Unemployment rises to 8.2% keeping economy in the forefront
As if the economy could become a back-burner issue, it certainly won’t be with unemployment data showing the number ticking up to 8.2% according to government figures. The “experts” have been predicting that the unemployment number would have to hit 8% in order for President Obama’s re-election prospects to brighten. As it is now, the trend just ticked back in the negative direction which will certainly be a point of discussion between both campaigns this month.
Report from the LA Times:
The nation’s unemployment rate rose for the first time in nearly a year, to 8.2% in May, as the economy added a disappointingly small number of jobs for the third straight month.

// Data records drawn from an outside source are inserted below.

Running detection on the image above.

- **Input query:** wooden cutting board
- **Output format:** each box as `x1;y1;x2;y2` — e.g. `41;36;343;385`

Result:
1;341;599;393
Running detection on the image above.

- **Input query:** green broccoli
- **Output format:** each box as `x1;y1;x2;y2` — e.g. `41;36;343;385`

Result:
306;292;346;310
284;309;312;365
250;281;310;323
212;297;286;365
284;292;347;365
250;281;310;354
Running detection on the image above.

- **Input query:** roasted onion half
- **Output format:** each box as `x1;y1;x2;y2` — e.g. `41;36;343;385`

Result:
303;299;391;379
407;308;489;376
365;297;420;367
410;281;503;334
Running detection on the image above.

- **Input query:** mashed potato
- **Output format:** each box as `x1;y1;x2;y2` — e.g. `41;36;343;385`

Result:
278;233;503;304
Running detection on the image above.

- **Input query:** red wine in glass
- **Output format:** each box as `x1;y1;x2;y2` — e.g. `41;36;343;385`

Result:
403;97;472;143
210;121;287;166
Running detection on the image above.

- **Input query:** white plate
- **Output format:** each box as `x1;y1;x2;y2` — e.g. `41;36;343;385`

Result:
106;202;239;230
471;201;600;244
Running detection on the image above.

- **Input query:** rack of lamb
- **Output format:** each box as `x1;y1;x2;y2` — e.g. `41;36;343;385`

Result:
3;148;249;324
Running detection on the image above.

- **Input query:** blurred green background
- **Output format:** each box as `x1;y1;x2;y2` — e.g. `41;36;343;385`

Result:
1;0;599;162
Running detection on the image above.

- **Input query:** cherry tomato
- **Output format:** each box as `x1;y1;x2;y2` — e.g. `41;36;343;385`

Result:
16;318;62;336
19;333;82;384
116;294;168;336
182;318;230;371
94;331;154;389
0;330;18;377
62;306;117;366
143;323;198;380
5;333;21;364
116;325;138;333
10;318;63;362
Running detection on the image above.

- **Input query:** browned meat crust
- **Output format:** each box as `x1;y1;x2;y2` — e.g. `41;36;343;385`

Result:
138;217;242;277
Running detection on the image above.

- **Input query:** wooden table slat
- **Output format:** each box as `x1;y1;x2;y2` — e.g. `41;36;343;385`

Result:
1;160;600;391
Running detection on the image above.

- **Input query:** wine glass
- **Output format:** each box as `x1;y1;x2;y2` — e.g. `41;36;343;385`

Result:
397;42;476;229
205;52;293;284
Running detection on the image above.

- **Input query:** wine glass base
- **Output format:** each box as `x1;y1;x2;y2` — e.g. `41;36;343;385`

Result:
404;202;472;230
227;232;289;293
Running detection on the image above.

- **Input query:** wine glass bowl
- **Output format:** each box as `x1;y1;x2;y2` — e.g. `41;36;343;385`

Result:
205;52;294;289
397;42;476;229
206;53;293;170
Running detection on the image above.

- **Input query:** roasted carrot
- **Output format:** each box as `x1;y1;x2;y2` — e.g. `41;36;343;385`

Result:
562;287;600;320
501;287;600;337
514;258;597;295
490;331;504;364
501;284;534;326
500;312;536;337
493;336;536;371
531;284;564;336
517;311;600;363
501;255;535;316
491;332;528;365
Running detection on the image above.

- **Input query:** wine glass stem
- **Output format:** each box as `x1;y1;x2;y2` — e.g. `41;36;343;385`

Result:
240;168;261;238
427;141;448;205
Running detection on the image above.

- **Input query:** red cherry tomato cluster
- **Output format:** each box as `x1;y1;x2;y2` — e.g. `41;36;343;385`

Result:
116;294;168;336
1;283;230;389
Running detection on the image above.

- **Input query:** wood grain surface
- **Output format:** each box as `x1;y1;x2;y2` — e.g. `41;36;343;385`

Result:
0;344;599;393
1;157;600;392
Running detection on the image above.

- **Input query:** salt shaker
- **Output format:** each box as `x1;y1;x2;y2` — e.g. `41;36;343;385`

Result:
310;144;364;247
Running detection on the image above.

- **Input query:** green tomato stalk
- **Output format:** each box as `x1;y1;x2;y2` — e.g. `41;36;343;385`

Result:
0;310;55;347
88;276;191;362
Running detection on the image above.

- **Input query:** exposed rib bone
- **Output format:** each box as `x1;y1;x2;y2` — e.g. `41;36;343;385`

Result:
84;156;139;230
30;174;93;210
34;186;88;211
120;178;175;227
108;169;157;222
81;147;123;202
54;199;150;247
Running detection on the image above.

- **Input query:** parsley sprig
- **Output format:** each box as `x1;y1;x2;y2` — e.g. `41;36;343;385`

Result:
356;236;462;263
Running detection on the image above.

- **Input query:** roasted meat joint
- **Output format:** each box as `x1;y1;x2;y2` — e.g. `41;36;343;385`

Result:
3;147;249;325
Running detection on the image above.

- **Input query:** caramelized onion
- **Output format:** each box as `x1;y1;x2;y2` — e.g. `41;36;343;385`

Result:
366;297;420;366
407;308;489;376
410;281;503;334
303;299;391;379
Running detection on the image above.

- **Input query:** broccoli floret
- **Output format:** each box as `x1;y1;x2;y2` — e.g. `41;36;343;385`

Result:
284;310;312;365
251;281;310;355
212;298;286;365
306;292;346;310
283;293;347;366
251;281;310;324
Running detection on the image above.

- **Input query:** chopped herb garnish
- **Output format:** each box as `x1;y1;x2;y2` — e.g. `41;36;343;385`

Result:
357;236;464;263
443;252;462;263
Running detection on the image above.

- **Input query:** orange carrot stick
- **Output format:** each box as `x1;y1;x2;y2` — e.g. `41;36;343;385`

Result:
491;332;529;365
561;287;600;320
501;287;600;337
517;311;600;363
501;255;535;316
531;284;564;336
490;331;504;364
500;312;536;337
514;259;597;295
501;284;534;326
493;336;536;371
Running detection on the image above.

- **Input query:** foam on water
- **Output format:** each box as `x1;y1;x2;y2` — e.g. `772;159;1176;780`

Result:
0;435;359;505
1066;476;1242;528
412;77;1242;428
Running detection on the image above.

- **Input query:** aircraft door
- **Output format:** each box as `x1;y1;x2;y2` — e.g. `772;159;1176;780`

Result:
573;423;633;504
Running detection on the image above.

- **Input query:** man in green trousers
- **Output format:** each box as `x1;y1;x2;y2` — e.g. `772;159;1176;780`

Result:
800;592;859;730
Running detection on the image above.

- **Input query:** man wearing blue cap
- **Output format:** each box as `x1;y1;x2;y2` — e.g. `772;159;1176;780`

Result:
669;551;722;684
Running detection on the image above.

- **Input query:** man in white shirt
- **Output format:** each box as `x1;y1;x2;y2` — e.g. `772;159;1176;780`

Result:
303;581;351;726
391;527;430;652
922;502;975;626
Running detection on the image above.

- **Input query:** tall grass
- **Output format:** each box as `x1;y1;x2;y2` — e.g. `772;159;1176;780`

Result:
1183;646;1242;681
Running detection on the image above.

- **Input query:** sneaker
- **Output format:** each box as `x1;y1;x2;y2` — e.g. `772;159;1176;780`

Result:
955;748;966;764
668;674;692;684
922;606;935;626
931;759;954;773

The government said Friday that employers created on net just 69,000 jobs last month — less than half of what analysts were expecting. What’s more, the Labor Department revised downward the job-growth numbers for the prior two months, putting the average monthly job growth at 96,000 for the last three months. In the prior three-month period, from December to February, the economy added an average of 252,000 jobs a month.
The May jobless rate ticked up from 8.1% in April, after steadily declining since last August, when the unemployment figure was 9.1%.
The latest data are certain to heighten fears that the economy has slipped into a dangerous spring stall similar to the prior two years — and it could create trouble for President Obama and his reelection bid. The president is today scheduled to visit a Honeywell manufacturing facility in Minnesota, where he is expected to talk about creating more job opportunities for veterans.
With Europe still on the ropes with its debt problems, and the big economies in China and India slowing, global economic growth is weakening and presents a serious threat to the American economy. The government said Thursday that U.S. gross domestic product, or economic output, grew at a sluggish 1.9% annualized rate in the first quarter.
Consider these dueling press conferences for a sense of where the campaigns are strategically. Senior Obama campaign adviser David Axelrod was in Boston to hammer Mitt Romney’s record on job creation in Massachusetts. Word of the press conference leaked and Romney supporters overwhelmed Axelrod and the entire event lost any impact it might have had.
On the flip side, the Romney campaign made an unannounced stop at the headquarters of the failed solar panel manufacturer Solyndra on the same day:
Clearly this is not 2008 anymore and the Romney campaign appears to have a better strategy than John McCain did along with a quicker response team. May was a tough month for the Obama campaign and given these unemployment numbers, June could be a bumpy ride as well.